I’ve found LDMicro’s 2020 Virtual Event a treasure trove of new ideas. The event features dozens of companies pitching their thesis. If you’re interested, check out the link here.
Investor Spotlight: Q1 Letters Round One
We’re off to the races in our Q1 Investor Letter series. We’re starting with O’Shaughnessy Asset Management. The letter dives into Blizzards, Winters and Ice Ages. Each environment has its own characteristics, opportunities and challenges.
Let’s break ‘em down.
Blizzards, Winters and Ice Ages
- Blizzard: Defined by extreme volatility and uncertainty—and we’ve had historic amounts of both since February 20th. To survive a blizzard you must focus on placing each foot in front of the other.
Step-by-Step Navigation of Blizzards (according to OSAM):
- Executing your plan and/or process
- Reigning in leverage (if applicable)
- Avoiding blunders in confusion
- Winter: Sustained period of equity market drawdown and negative economic growth and rising unemployment—an economic recession.
What Happens During Winter: Cost structures change and weak hands (even considering bailouts or loans) fold.
But according to OSAM, winters are the best times to invest in equities.

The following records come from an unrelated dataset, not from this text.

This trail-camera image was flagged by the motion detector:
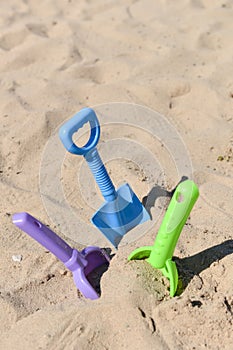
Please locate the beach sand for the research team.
[0,0,233,350]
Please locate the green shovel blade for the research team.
[128,180,199,296]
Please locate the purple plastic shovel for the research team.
[12,212,110,300]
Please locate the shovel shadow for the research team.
[142,176,188,219]
[86,248,115,296]
[174,239,233,295]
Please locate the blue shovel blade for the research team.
[91,184,150,247]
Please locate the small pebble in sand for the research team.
[12,255,23,262]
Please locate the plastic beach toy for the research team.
[59,108,150,248]
[13,212,110,300]
[128,180,199,297]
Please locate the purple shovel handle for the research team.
[13,212,110,300]
[13,212,87,267]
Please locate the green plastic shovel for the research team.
[128,180,199,297]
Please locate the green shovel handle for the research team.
[148,180,199,269]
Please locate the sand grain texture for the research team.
[0,0,233,350]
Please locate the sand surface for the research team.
[0,0,233,350]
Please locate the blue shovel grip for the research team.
[59,108,116,202]
[59,108,100,155]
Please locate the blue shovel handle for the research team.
[59,108,117,202]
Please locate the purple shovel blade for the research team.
[13,212,110,300]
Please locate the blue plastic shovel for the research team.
[59,108,150,248]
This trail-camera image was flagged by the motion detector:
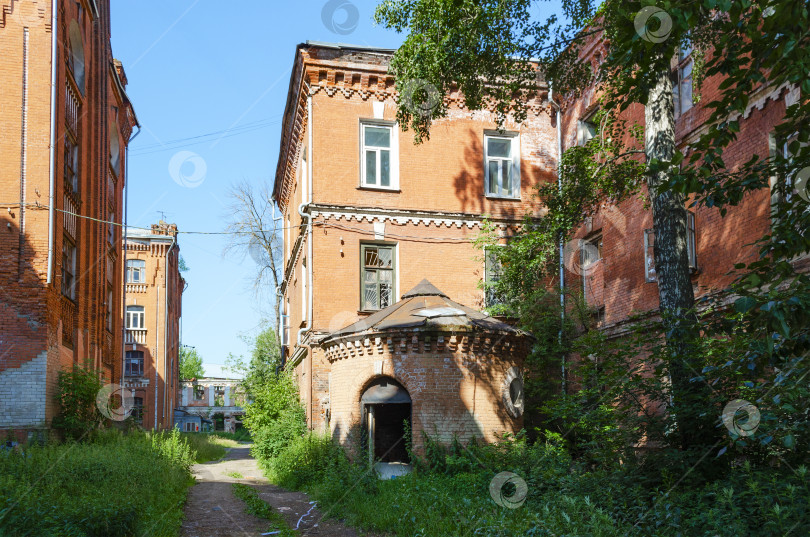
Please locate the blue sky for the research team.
[111,0,401,375]
[111,0,556,375]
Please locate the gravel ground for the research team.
[180,444,374,537]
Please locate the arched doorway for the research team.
[360,377,411,462]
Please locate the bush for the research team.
[0,430,193,537]
[244,372,307,461]
[52,365,104,440]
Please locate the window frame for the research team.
[484,131,521,200]
[579,229,605,300]
[358,119,399,191]
[62,236,77,301]
[359,241,399,312]
[577,108,599,146]
[126,258,146,284]
[125,304,146,330]
[124,351,145,377]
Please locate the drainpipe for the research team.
[155,276,160,431]
[296,95,314,352]
[45,0,58,284]
[121,126,141,386]
[163,233,177,420]
[548,84,566,395]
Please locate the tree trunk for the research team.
[645,71,712,449]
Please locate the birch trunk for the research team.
[645,67,711,449]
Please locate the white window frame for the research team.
[359,119,399,190]
[484,244,503,307]
[644,228,658,283]
[484,132,520,200]
[686,211,697,271]
[126,305,146,330]
[672,45,695,119]
[126,259,146,283]
[62,238,76,300]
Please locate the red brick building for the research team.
[561,39,810,326]
[0,0,137,438]
[274,43,556,452]
[122,222,186,429]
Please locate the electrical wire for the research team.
[0,201,516,243]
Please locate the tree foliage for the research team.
[377,0,810,468]
[180,346,205,380]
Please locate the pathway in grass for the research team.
[181,444,372,537]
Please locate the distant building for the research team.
[179,377,245,433]
[0,0,138,439]
[122,221,186,429]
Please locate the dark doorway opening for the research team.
[361,378,411,463]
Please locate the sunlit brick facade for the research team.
[122,222,186,429]
[0,0,137,437]
[274,43,557,446]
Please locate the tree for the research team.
[376,0,810,448]
[225,181,284,347]
[180,346,205,380]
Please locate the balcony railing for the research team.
[125,328,146,345]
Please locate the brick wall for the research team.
[0,0,135,429]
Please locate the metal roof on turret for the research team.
[321,280,531,344]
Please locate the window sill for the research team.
[357,185,402,194]
[484,194,520,201]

The Idea of Integrated Equity Valuation
Patrick notes that traditional methods of valuing stocks might not work in the post-COVID world. Why? Company fundamentals could be that bad. His solution? Integrated Equity Valuation.
Here’s OSAM’s definition of Integrated Equity: all capital retained and reinvested by companies, properly adjusted for inflation.
Obviously, the cheaper stocks are to their integrated equity valuation the better. But here’s the crazy part — OSAM hasn’t seen a divergence between price and integrated equity value this large ever. Here’s their take (emphasis mine):
“This is the highest prediction we’ve seen for value since the highest ever in March of 2009 (a prediction which proved close to accurate), when the model predicted a return of nearly 17%/year.”
This is what they’re talking about:
Ice Age Hedges
Patrick ends the letter discussing “ice age hedges”. A sobering concept, but relevant given the circumstances. Patrick notes a few hedges for a potential ice age:
- Productive hard assets
Bluehawk Investors: -10.01% in Q1
Jake DuBois’ fund returned -10% in Q1. Jake dives into some new ideas and how to think about companies during times of economic stress.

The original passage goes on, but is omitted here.